The rising Susquehanna River in Harrisburg is forecast to crest two feet above flood stage Friday morning.
Of most short-term urgency, MARFC is warning of major flooding on Swatara Creek near Hershey, Pa.
The famed Hershey Park, roughly an hour and a half drive north of Baltimore, was closed Wednesday for the second time this week. A disaster was declared in Derry Township, where evacuations of some residents have been ongoing, with flooding also reported in parts of the park Monday. The Knoebels Amusement Resort, about an hour farther north in Elysburg, is also closed because of flooding.
Numerous roads across the region are also closed because of high water.
The threat continues.
A “high risk” of excessive rainfall that could cause flooding is ongoing Wednesday for portions of Pennsylvania. This is the most severe level, and it is an indication of major flooding either ongoing, imminent or both. A “moderate risk” extends into northern Maryland, and much of the D.C. region is at “slight risk.” These areas are likely to also experience more flooding but, perhaps, on a more localized scale.

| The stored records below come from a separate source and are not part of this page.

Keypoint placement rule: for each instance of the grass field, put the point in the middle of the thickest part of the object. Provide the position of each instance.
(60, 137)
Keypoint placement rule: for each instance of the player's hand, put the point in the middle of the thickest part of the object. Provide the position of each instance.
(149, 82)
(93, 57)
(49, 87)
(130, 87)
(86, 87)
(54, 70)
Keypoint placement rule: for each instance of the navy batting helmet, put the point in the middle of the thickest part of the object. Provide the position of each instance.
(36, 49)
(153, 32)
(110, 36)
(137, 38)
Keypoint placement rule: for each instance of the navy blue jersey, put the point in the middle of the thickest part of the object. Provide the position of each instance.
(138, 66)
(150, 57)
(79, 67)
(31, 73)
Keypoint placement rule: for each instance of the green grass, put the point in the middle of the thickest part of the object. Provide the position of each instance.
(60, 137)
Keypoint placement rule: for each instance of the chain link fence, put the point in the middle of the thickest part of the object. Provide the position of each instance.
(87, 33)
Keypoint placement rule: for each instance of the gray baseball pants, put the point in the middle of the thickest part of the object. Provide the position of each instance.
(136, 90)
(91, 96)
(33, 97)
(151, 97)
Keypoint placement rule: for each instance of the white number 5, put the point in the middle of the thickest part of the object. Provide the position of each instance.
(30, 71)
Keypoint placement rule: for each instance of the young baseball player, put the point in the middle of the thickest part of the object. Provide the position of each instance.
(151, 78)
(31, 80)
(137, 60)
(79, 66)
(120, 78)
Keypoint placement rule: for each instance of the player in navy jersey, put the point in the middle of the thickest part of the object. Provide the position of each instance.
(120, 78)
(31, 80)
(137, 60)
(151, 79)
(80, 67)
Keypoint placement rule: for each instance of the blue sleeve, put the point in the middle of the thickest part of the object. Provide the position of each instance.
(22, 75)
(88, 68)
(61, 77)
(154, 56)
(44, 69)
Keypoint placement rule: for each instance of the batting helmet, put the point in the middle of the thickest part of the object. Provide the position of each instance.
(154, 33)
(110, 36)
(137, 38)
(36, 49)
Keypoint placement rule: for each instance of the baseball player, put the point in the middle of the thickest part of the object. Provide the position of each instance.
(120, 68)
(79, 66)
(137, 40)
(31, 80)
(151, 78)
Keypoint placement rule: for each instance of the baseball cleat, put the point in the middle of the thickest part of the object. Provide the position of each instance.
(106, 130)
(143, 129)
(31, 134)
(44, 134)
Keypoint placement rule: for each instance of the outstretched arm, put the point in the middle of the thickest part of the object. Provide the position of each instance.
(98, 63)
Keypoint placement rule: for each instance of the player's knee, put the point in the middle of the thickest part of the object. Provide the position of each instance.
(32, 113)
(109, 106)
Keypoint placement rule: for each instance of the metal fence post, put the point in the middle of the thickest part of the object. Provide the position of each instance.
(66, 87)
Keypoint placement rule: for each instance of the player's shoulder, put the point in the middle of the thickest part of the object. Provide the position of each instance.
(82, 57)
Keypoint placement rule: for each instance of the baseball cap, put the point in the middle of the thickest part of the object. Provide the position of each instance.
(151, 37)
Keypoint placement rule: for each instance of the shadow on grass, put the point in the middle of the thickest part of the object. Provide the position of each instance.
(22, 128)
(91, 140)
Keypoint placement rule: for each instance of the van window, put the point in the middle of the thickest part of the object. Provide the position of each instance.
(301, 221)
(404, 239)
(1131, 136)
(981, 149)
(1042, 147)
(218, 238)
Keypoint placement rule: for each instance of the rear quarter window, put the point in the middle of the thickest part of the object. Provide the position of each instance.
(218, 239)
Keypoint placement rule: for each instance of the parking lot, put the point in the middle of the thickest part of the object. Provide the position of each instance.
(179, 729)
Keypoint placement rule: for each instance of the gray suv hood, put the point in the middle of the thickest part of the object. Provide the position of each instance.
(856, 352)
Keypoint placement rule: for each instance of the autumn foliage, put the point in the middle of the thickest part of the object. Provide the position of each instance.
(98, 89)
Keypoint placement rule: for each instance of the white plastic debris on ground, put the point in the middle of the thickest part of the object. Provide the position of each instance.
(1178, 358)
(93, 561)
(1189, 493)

The Weather Prediction Center issues these flood outlooks, and they are monitoring an increasing rainfall threat in the region for the rest of today.
Early Wednesday afternoon, it wrote, “Increasing coverage of thunderstorms with 1-2 in/hr rain rates is expected across portions of the northern Mid-Atlantic/central Appalachians into upstate NY through the afternoon with localized maxima of 2-4 inches through [mid-evening].”
NWS State College, Pa., handles much of the area dealing with the worst of the flooding.
Thinking of the rain still to come, Wednesday morning, it wrote that some models show “amounts of 3+ inches later today over the eastern half of the forecast area.” Further, “The heavy rain of recent days have left most of the region very susceptible to flooding, with 1 hour flash flood values of only around a half inch.”
At this point, any rain is too much rain. Even if no more falls, and it will, many rivers and creeks would continue to rise through at least late this week. Additional flooding problems remain likely even once the rain from this series of storms ends.